Knowledgeroot (http://www.knowledgeroot.org/) is a wiki-type open-source product written using LAMP which is meant to hold documents and pages of information. Its primary purpose is to provide documentation or information for workgroups.
LAMP for those of you who don’t know is the open-source platform for much of the websites on the internet. It is a acronym (Linux Apache MySQL PHP). See http://en.wikipedia.org/wiki/LAMP_(software_bundle) for more information on LAMP.
When you go to the knowledgeroot website – which itself uses knowledge root – the install instructions are very terse. It simply tells you to copy the files into the Apache space. Then browse to the install.php page and follow the instructions.
First I had to install Apache. This was easily done as it was already on my CentOS 5.3 server, I only had to start it when I was ready.

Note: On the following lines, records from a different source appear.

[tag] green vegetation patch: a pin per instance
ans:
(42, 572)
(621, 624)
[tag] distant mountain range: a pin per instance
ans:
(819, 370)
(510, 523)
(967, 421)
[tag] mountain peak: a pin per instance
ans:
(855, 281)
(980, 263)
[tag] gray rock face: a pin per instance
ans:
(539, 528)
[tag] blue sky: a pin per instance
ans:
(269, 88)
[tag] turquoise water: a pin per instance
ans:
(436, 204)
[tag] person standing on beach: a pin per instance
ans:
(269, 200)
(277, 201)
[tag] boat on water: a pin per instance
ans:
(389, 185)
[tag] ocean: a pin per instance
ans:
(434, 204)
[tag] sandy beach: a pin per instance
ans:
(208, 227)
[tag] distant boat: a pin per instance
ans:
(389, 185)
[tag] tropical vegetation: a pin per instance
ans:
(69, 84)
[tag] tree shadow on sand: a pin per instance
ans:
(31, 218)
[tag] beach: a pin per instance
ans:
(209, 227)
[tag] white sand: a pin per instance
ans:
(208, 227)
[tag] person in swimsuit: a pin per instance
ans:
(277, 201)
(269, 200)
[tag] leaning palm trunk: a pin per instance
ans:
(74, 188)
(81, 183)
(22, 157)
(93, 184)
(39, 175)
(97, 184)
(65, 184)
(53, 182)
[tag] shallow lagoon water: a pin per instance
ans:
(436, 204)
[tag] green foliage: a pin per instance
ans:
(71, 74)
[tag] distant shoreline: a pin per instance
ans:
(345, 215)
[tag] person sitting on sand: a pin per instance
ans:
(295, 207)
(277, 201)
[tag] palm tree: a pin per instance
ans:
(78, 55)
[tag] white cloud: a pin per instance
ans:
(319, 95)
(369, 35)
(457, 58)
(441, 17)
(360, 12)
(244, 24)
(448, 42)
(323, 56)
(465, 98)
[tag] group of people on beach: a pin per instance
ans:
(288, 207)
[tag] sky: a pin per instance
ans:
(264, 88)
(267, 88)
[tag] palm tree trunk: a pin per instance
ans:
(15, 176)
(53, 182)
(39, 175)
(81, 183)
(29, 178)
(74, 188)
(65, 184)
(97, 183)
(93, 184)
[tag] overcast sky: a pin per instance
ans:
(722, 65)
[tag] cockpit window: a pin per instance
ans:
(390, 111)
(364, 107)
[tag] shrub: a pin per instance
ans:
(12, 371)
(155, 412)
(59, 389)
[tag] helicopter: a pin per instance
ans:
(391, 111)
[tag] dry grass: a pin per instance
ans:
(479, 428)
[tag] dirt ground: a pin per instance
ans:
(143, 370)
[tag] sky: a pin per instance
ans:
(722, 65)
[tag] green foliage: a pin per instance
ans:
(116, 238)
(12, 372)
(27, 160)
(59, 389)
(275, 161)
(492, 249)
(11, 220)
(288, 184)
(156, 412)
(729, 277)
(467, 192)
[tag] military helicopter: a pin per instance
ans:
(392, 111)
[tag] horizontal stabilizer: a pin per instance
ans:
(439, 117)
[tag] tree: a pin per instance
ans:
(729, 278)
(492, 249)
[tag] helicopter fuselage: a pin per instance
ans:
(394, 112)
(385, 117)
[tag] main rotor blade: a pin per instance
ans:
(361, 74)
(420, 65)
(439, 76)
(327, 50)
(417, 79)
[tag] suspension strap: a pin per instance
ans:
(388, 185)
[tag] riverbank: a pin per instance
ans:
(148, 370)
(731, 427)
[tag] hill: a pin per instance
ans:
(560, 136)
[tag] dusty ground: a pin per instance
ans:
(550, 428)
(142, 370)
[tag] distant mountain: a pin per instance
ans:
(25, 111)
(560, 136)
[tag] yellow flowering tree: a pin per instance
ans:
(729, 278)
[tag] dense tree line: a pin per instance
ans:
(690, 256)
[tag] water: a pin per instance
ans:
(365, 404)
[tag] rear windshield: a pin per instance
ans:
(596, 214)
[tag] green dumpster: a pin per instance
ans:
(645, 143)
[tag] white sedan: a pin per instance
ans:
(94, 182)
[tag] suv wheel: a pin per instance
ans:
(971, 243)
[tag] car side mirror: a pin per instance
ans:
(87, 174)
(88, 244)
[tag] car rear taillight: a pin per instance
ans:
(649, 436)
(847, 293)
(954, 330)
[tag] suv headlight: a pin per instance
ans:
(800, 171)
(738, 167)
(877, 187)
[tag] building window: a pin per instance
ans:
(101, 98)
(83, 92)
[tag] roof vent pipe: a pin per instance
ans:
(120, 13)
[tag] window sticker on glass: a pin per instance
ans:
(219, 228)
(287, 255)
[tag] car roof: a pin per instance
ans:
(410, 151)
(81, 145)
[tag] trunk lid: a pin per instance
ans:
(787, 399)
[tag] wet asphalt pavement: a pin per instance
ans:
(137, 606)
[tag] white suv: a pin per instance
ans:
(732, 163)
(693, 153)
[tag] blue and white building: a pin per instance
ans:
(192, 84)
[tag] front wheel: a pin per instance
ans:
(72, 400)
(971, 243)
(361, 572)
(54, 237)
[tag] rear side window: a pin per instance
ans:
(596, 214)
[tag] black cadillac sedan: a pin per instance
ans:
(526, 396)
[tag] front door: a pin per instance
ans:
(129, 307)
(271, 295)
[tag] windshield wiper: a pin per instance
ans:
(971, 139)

Rather than copy the files under Apache folders I rather was going to the alias facilty found in any modern webserver. I placed them in /usr/Knowledgeroot/knowledgeroot-0.9.9.1 and then went into the Apache config file (httpd.conf) and added in the alias knowledgebase to point to the folder above.
I then started Apache and navigated to http://localhost/knowledgebase/install.php and was confronted with the “install” page. This was just a simple page with no instructions really. Most of it I could figure out, it was only the database part which I didn’t understand. I reckoned I that I first needed to setup the database before progressing further with the install.